France is to change how it calculates the Nutri-score food ranking system in a bid to make it easier for people to choose healthier food.
Nutri-score gives food and drink items a score from A to E - A being the most healthy and E the least - based on their key ingredients, such as sugar, salt and fibre.
However, it is not mandatory.
The new algorithm is set to come into force by the end of this year, France’s public health agency announced on Monday (April 24).
Food manufacturers will then have two years to change their packaging in line with the new rules.
In particular, the changes will include several key shifts when it comes to drinks:
Making the ranking more coherent across drinks. Milk, dairy, and vegetable drinks will be included in the algorithm, with skimmed and semi-skimmed milk appearing in the more-healthy ranks to differentiate them from sweetened milk drinks.
Improving the labelling of the nutritional contents of drinks, including their sugar content
Keeping water in the A category.
Ensuring fruit juices, nectars, and smoothies are all ranked according to a similar algorithm to ensure uniform, logical ratings.
Food changes will include:
Improve the differentiation between food when it comes to salt and sugar content
Improvement in the differentiation between food rich in fibre versus highly-processed items
A healthier classification in fatty fish, which contains healthy Omega 3s
A better classification of oils lower in saturated fat
A better classification of poultry when compared to red meat
Launched in 2017, the Nutri-score ranking system is used across many European countries, including France, Belgium, Germany, Luxembourg, the Netherlands, Switzerland and Spain.
Different countries can currently add their own elements to the algorithm calculation, but the new system is set to standardise the method across all countries by the end of 2023.
Why this new change?
The new system comes after the latest Comité scientifique report recommended changes in the way the algorithm is calculated, in line with major public health norms.
In a joint statement, health authorities from countries including France and Germany said: “This new algorithm will strengthen the effectiveness of the Nutri-Score to classify food and drink in coherence with food recommendation principles of European countries.”
The new algorithm aims to give consumers more insight into the health benefits (or not) of food and drink for sale in shops.
The colour system (which goes from green to red) will remain the same, but the way the ranking is worked out will change.
Despite being used in many major European countries, the system is not European Union-wide. This is most notable in Italy, where it was rejected due to strong lobbying from farming and food groups, who feared it could harm their interests.
Food manufacturers in France, particularly cheesemakers, have also opposed some elements of the system.

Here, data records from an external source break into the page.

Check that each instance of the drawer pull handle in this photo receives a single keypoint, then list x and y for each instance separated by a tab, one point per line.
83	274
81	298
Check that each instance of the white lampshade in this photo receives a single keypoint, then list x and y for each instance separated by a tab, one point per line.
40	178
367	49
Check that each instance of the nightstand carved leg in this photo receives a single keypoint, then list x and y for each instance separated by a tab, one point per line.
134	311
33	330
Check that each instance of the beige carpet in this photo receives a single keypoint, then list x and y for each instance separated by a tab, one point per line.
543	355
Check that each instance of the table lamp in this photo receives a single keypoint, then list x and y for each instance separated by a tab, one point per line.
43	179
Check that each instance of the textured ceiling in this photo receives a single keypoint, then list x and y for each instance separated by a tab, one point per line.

In November 2022, The Connexion spoke to the Nurtri-score founder to find out more about why some foods are unexpectedly ranked higher than others.

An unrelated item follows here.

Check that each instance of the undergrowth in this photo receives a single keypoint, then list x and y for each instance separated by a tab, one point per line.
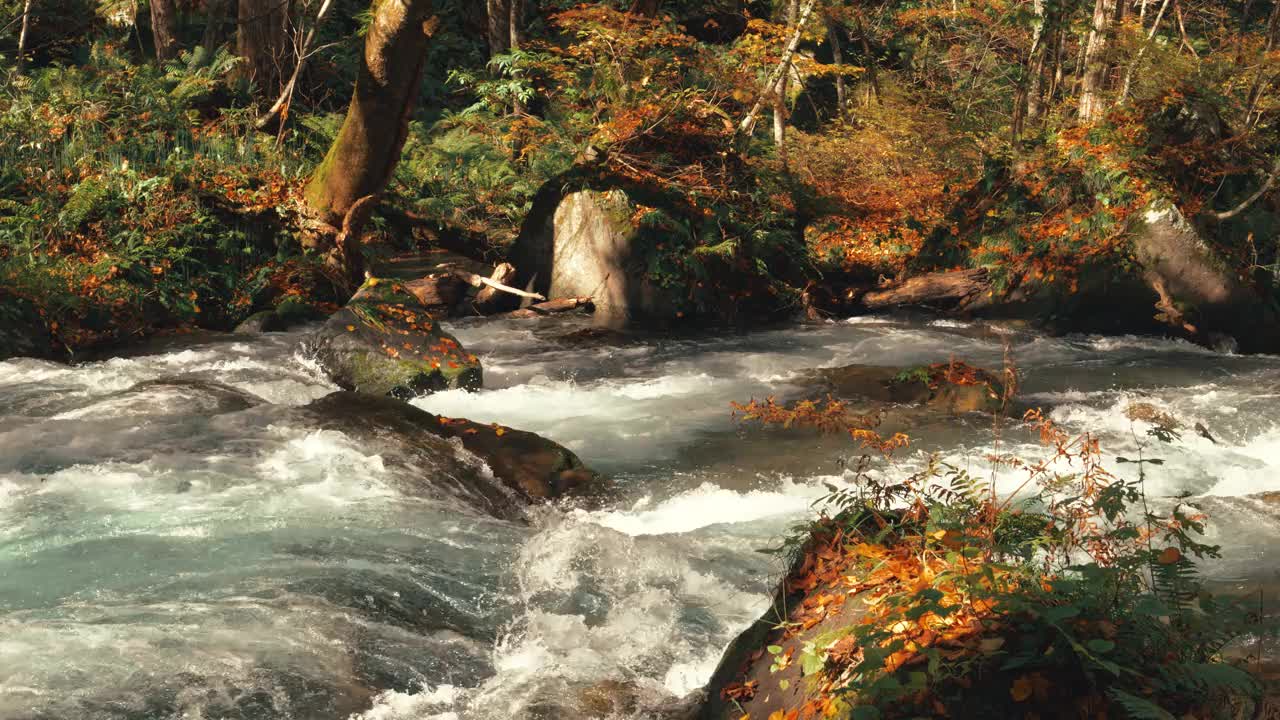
1069	597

Dr Serge Hercberg explained, for example, that chips could be considered healthy, as they “come from potatoes and are low in salt and sugar”, while “Roquefort is loaded in salt, saturated fat and calories”.
He said that it was often the cooking style and sauces that are added to foods such as chips that could have a detrimental effect on the food’s nutritional value, not the chips themselves.
Dr Hercberg advised consumers to look for products containing fruits, vegetables and fibre, which are low in salt, sugar, and saturated fats when trying to buy healthier foods.